Closed windowshopr closed 5 years ago

windowshopr commented 5 years ago

I'm loving working with your project.

I was wondering if you might be able to help me with something. I'm wanting to adapt your model to be able to run over multiple datasets. I have lots of different .CSV files containing the 5 minute historical data of many different stocks, however each dataset file is not very big. Each one only contains one trading day's worth of historical data. I'm basically trying to implement your reinforcement learning model on a daytrading type basis.

So, how might one modify your model to be able to train on multiple different datasets at once, when each dataset is fairly small, depicting past stocks that were day traded on in the past? Could it somehow loop through every file in the train and test folders, or would it be best to compile it into one dataset, and somehow have the model recognize a different ticket symbol so that it doesn't try to learn a pattern of pricing if the prices for the different tickers are all over the place. Would love your feedback! Thanks!

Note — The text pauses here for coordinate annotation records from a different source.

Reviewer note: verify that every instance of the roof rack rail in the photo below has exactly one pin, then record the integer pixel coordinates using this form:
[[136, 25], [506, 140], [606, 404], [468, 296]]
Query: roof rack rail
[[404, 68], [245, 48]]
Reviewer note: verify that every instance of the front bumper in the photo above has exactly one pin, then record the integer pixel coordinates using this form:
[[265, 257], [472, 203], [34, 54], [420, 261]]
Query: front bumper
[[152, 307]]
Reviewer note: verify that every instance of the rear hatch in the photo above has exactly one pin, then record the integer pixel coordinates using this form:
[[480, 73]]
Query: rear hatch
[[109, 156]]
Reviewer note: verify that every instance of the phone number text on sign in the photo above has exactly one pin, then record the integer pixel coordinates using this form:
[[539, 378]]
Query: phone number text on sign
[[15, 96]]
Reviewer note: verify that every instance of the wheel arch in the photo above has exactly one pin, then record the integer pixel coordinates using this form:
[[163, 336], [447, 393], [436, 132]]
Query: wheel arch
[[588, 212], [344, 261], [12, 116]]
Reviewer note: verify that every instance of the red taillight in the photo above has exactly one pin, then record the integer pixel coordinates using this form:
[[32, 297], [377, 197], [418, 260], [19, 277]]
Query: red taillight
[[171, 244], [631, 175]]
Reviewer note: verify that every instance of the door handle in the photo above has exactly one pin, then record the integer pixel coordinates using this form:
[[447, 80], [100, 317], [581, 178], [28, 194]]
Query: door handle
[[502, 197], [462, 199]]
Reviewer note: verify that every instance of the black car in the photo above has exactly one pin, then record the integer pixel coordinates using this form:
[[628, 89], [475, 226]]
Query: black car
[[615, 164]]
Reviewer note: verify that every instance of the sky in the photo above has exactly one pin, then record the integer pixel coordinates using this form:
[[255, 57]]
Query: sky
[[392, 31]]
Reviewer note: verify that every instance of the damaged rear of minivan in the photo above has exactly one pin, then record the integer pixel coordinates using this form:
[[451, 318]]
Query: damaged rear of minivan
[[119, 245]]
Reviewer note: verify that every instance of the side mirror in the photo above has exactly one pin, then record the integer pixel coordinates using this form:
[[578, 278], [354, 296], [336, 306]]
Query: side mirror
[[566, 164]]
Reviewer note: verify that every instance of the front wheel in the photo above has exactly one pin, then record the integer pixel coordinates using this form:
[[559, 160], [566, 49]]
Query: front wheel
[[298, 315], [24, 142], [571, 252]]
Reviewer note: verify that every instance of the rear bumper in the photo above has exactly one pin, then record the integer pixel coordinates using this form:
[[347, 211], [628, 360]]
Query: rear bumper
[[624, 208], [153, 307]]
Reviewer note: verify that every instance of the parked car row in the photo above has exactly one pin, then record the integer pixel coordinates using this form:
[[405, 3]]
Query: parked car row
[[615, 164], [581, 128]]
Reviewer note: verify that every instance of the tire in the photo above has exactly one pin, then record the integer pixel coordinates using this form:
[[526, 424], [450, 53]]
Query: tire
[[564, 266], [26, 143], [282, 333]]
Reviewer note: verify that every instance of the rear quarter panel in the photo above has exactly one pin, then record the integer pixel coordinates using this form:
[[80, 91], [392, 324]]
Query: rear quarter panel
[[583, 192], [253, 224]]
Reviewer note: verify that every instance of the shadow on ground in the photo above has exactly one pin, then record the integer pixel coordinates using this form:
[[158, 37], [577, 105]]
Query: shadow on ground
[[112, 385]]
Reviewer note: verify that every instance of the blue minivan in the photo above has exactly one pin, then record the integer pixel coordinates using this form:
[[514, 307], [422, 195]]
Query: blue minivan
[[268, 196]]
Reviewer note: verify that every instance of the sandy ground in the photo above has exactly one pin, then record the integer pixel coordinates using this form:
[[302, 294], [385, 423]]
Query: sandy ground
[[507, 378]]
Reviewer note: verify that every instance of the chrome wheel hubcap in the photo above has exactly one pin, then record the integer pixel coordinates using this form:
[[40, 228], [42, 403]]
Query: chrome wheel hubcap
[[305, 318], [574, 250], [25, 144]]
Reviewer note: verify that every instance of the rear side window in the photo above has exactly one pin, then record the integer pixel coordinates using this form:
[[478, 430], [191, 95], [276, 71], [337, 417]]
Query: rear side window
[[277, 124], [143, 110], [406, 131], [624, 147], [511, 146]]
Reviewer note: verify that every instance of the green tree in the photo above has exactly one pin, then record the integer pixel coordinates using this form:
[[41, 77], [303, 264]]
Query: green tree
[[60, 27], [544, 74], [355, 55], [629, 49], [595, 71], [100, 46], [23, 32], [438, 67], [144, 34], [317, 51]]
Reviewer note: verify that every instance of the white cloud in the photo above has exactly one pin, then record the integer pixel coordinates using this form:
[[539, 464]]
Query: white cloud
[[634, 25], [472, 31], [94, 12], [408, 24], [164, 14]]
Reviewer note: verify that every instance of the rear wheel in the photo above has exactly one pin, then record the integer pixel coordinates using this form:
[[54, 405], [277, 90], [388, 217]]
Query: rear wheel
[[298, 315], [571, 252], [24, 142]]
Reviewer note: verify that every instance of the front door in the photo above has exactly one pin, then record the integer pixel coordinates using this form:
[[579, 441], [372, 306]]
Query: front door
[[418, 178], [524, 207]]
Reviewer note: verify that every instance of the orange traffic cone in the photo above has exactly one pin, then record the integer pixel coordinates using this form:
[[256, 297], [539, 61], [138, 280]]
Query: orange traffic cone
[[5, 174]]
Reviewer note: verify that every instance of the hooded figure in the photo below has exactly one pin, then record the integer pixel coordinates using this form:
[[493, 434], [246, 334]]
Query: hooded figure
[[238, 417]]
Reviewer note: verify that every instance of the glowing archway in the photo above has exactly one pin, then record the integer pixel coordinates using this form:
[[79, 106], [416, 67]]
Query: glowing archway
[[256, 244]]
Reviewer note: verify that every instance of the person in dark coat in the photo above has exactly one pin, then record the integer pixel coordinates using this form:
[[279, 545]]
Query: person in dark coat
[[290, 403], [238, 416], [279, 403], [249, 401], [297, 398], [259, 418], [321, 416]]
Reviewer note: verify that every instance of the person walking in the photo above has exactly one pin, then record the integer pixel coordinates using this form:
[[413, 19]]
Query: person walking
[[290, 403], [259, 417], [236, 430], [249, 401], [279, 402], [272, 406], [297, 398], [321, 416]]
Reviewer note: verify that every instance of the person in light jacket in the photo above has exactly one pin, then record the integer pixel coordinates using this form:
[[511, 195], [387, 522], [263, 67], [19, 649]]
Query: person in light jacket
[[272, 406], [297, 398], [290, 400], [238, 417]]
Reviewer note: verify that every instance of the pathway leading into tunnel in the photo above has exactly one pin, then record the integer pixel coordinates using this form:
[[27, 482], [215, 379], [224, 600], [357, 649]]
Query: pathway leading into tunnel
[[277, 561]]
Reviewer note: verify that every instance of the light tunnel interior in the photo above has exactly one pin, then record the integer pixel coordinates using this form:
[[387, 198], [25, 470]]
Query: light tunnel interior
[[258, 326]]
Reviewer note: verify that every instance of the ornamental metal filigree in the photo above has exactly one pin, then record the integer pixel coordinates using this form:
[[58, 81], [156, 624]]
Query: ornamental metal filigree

windowshopr commented 5 years ago

I should add of course, that I've tried using just one dataset, of one stock ticker with 1 day's worth of 5 minute stock data in the model already. At first I get the following error:

File "C:\Users\...\env\TFTraderEnv.py", line 171, in reset
    self.current_tick = random.randint(0, self.df.shape[0] - 800)
  File "C:\Users\...\AppData\Local\Programs\Python\Python36\lib\random.py", line 221, in randint
    return self.randrange(a, b+1)
  File "C:\Users\...\AppData\Local\Programs\Python\Python36\lib\random.py", line 199, in randrange
    raise ValueError("empty range for randrange() (%d,%d, %d)" % (istart, istop, width))
ValueError: empty range for randrange() (0,-770, -770)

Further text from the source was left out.